On the Upholding of the Law

This week, I want to write about the upholding of the law.

Now, given the fact that we recently suffered a breakout and riot at Fox Hill Prison, you will be forgiven for thinking that this article is about that affair. And I hope you’ll forgive me when I tell you it isn’t. In fact, what I focus on in this article may strike you as a little trivial, given the magnitude of the recent lawlessness we’ve witnessed.

But I don’t think it is.

What seeded this topic in my mind, you see, wasn’t the riot, or the general indifference to petty crime all around us, or even the fact that even before January’s over we’ve had several murders to keep our police from growing too bored.

What seeded it was the fact that one day recently my father-in-law came to me and said, “I see they took the right house down.”

He was talking, of course, about the house that was supposed to have been demolished that day last February that my grandmother’s house was bulldozed. I found that very interesting, because to take that house down — even though it was the so-called “right” house — was in complete contravention of the law.

Of several laws, in fact.

The first one is a law relating to antiquities. A number of houses in Nassau have been listed as being of specific historic importance to the national and cultural patrimony of The Bahamas. Most of them are in the downtown area, and most of them were owned by the great and the good of bygone days, but not all of them fall into that category. In fact, several of the houses along East Bay Street and Dowdeswell Street are the houses of simpler people, made out of wood, a good example of how more ordinary people lived. Many of them were built by their owners, not by forced or hired labour, and they provide us with all we have to tell us about the people who were here before us. Houses that are listed are prohibited by law from being demolished.

The second is a law relating to demolition in general. In order for a building to be demolished, application has to have been made to the Ministry of Works for a demolition order, and the order must be publicly displayed before the demolition takes place. This allows people to know that at some point this building will be coming down, and limits the chance that any human being who has taken to using the building as a shelter is accidentally injured or killed in the process. It also allows for people’s homes not to be removed while they are at work, and it theoretically prohibits horrible mistakes — like the one that happened to my grandmother’s house — being made.

I can hear you now: “So what? People do that all the time.”

And people do it all the time. In fact, there’s a culture of taking down buildings secretly. I know as well as you do that Sundays are the preferred days for taking down buildings secretly, because most of the world is in church, and the chances of getting caught are slim.

You know what we say. A crime is only a crime if you get caught. If you don’t, it’s smart action.

The problem is, in this case, it wouldn’t really matter if you did get caught. This crime is the kind of crime that a wealthy person can afford to commit. There are laws on the books against taking down historic buildings, but there aren’t any real penalties for contravening the laws. If you’re caught (and no one seems to be caught) you can be fined. You can also be fined for doing what most people do, and what some are forced to do by the high cost of building in this town – leaving the building there to rot on its own. But there’s no other penalty but that.

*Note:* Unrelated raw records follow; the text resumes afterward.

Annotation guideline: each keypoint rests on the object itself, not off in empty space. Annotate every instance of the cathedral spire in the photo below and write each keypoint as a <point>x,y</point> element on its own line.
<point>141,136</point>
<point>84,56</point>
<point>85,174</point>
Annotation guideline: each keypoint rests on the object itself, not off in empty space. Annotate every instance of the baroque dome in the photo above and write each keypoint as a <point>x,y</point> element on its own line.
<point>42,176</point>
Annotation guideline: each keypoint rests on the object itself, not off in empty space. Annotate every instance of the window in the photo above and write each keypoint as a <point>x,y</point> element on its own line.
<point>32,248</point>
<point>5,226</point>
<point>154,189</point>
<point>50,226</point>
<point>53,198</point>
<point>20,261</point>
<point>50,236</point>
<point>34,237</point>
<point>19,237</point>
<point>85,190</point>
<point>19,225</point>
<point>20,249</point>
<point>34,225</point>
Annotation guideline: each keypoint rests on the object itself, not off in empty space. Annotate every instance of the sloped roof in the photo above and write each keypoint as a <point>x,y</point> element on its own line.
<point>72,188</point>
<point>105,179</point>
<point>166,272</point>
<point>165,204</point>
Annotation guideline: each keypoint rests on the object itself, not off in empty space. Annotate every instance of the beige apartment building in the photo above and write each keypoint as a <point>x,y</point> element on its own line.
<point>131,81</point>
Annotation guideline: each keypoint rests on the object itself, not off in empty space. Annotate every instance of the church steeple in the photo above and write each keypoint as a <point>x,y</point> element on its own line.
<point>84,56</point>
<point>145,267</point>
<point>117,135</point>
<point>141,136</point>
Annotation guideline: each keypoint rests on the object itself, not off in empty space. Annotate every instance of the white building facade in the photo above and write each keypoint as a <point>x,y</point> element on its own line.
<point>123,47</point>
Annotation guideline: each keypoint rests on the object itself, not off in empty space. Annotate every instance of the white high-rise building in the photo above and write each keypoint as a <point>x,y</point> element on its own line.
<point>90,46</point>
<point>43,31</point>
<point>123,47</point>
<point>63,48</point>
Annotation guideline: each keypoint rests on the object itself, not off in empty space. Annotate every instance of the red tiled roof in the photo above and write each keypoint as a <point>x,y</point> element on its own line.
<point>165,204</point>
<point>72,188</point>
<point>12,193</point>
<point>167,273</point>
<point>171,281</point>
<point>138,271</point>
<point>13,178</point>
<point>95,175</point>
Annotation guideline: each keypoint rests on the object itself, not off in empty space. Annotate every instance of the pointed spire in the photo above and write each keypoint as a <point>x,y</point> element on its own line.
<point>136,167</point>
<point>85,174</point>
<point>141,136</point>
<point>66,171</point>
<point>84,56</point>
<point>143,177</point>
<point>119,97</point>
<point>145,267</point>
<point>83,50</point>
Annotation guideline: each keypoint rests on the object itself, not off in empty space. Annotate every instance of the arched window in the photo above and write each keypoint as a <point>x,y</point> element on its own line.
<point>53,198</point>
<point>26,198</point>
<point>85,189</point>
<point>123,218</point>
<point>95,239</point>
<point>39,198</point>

Sometimes it’s a better business proposition to take the risk and pay the price.

So Cascadilla on East Street, a building that once defined much of what is excellent about indigenous Bahamian architecture, is rotting where it stands. It can’t be torn down (except by decree of the government, which as we all well know is above the law), and it’s expensive to fix up. And so it’s dropping down.

And so the house on East Bay Street in which Miss Ivy Stuart-Kamler taught piano lessons to many of the people who later became piano teachers themselves was pulled down on a Sunday while nobody was looking.

And so my grandmother’s house, which was one of the last standing examples of middle class black families’ homes, was bulldozed last February.

And so on and on, despite the fact that there are laws against it. And nobody says a word.

And that brings me to the recent prison break and riot, at the risk of indulging in emotional fallacies. Because there are parallels that exist. I’m told (and this tale could be wrong) that the break-out could have been avoided, because at least one civilian knew about it before it happened. But because our culture has made it our business to turn a blind eye to activities that break the law until they affect us personally, those civilians kept their information to themselves.

The thing is, there’s a connection between white-collar crime and crime of collars of many colours. The connection isn’t in the magnitude of the action. There isn’t any real correlation, after all, between the murder of a prison officer and the demolition of a house. The connection lies within us. Every time we turn a blind eye to white-collar crimes which are committed in full knowledge of the law, it makes it much easier for us to ignore all the rest.

One thought on “On the Upholding of the Law

  1. O Nico I so sorry you have lost that lovely old house. My grandparents East Bay home was destroyed in the 1990s. We build fantasy lands for tourists across the harbour and raze our own historic neighbourhoods to the ground. I stand with you, crying shame.